On 5/1/2013 8:42 AM, Annette Newton wrote:
It was a single delete with a date range query. We have 8 machines each
with 35GB memory, 10GB is allocated to the JVM. Garbage collection has
always been a problem for us with the heap not clearing on Full garbage
collection. I don't know what is being held in memory and refuses to be
collected.
I have seen your java heap configuration on previous posts and it's very
like ours except that we are not currently using LargePages (I don't know
how much difference that has made to your memory usage).
We have tried various configurations around Java including the G1 collector
(which was awful) but all settings seem to leave the old generation at
least 50% full, so it quickly fills up again.

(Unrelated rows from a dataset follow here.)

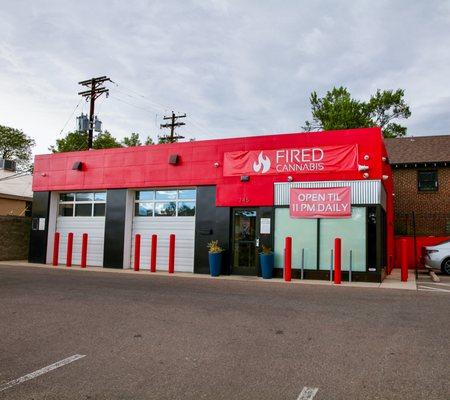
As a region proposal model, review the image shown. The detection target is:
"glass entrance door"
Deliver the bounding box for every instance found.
[232,208,259,276]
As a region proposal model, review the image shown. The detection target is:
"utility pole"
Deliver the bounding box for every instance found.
[160,111,186,143]
[78,76,112,150]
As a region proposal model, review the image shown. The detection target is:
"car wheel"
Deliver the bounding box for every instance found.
[442,258,450,275]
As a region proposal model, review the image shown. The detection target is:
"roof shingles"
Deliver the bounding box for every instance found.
[384,135,450,164]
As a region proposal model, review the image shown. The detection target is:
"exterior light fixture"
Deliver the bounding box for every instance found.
[169,154,180,165]
[72,161,83,171]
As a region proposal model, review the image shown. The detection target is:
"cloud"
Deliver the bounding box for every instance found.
[0,0,450,153]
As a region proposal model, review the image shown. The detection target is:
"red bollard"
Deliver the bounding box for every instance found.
[150,235,158,272]
[400,239,408,282]
[134,233,141,271]
[66,232,73,267]
[81,233,88,268]
[53,232,59,267]
[169,233,175,274]
[284,236,292,282]
[334,238,342,285]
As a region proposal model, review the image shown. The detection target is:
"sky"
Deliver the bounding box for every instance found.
[0,0,450,154]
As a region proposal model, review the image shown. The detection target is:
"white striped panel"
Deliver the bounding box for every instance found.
[56,217,105,267]
[131,217,194,272]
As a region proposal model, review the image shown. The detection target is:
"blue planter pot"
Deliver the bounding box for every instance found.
[208,253,222,276]
[259,253,273,279]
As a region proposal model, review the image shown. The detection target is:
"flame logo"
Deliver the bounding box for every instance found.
[253,151,270,174]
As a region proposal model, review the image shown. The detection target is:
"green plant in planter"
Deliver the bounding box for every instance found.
[259,245,274,279]
[207,240,223,276]
[207,240,223,253]
[262,244,272,256]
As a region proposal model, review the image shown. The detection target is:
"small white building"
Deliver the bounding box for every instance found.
[0,159,33,216]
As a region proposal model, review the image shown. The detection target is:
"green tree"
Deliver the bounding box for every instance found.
[49,130,122,153]
[0,125,35,171]
[366,89,411,138]
[303,87,411,137]
[122,132,142,147]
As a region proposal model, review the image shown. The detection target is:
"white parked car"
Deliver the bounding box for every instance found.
[425,240,450,275]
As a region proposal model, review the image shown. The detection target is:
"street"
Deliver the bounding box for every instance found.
[0,266,450,400]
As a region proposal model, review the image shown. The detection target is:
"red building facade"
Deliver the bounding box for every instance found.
[30,128,393,280]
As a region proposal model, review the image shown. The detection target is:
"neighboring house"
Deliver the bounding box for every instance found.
[385,135,450,236]
[0,159,33,216]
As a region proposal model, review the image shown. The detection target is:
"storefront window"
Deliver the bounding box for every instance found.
[156,190,177,200]
[134,189,196,217]
[319,207,366,271]
[274,208,317,269]
[155,202,177,217]
[178,201,195,217]
[59,192,106,217]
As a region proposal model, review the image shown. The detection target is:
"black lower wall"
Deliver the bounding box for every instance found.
[194,186,231,274]
[28,192,50,264]
[103,189,127,268]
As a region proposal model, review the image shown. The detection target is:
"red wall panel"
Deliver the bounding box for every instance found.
[33,128,390,206]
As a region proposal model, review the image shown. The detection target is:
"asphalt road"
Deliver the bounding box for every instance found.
[0,266,450,400]
[417,271,450,295]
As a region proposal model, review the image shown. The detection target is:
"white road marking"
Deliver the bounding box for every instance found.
[417,285,450,293]
[297,386,319,400]
[0,354,86,392]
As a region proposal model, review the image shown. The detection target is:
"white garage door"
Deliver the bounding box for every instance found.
[131,189,196,272]
[56,192,106,266]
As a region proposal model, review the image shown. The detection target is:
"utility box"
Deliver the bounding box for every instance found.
[77,113,89,132]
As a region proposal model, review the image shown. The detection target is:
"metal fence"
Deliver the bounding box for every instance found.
[394,212,450,236]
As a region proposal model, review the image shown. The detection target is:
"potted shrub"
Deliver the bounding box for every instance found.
[208,240,223,276]
[259,245,273,279]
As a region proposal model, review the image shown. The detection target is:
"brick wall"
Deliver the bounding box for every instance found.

-Xms10240M -Xmx10240M -XX:+UseConcMarkSweepGC -XX:+UseParNewGC
-XX:+CMSParallelRemarkEnabled -XX:NewRatio=2 -XX:+CMSScavengeBeforeRemark
-XX:CMSWaitDuration=5000 -XX:+CMSClassUnloadingEnabled
-XX:CMSInitiatingOccupancyFraction=80 -XX:+UseCMSInitiatingOccupancyOnly
If I could only figure out what keeps the heap to the current level I feel
we would be in a better place with solr.
With a single delete request, it was probably the commit that was very
slow and caused the problem, not the delete itself. This has been my
experience with my large indexes.
My attempts with the G1 collector were similarly awful. The idea seems
sound on paper, but Oracle needs to do some work in making it better for
large heaps. Because my GC tuning was not very disciplined, I do not
know how much impact UseLargePages is having.
Your overall RAM allocation should be good. If these machines aren't
being used for other software, then you have 24-25GB of memory available
for caching your index, which should be very good with 26GB of index for
that machine.
Looking over your message history, I see that you're using Amazon EC2.
Solr performs much better on bare metal, although the EC2 instance
you're using is probably very good.
SolrCloud is optimized for machines that are on the same Ethernet LAN.
Communication between EC2 VMs (especially if they are not located in
nearby data centers) will have some latency and a potential for dropped
packets. I'm going to proceed with the idea that EC2 and virtualization
are not the problems here.
I'm not really surprised to hear that with an index of your size that so
much of a 10GB heap is retained. There may be things that could reduce
your memory usage, so could you share your solrconfig.xml and schema.xml
with a paste site that does XML highlighting (pastie.org being a good
example), and give us an idea of how often you update and commit? Feel
free to search/replace sensitive information, as long that work is
consistent and you don't entirely remove it. Armed with that
information, we can have a discussion about your needs and how to
achieve them.
Do you know how long cache autowarming is taking? The cache statistics
should tell you how long it took on the last commit.
Some examples of typical real-world queries would be helpful too.
Examples should be relatively complex for your setup, but not
worst-case. An example query for my setup that meets this requirement
would probably be 4-10KB in size ... some of them are 20KB!
Not really related - a question about one of your old messages that
never seemed to get resolved: Are you still seeing a lot of CLOSE_WAIT
connections in your TCP table? A later message from you mentioned
4.2.1, so I'm wondering specifically about that version.
Thanks,
Shawn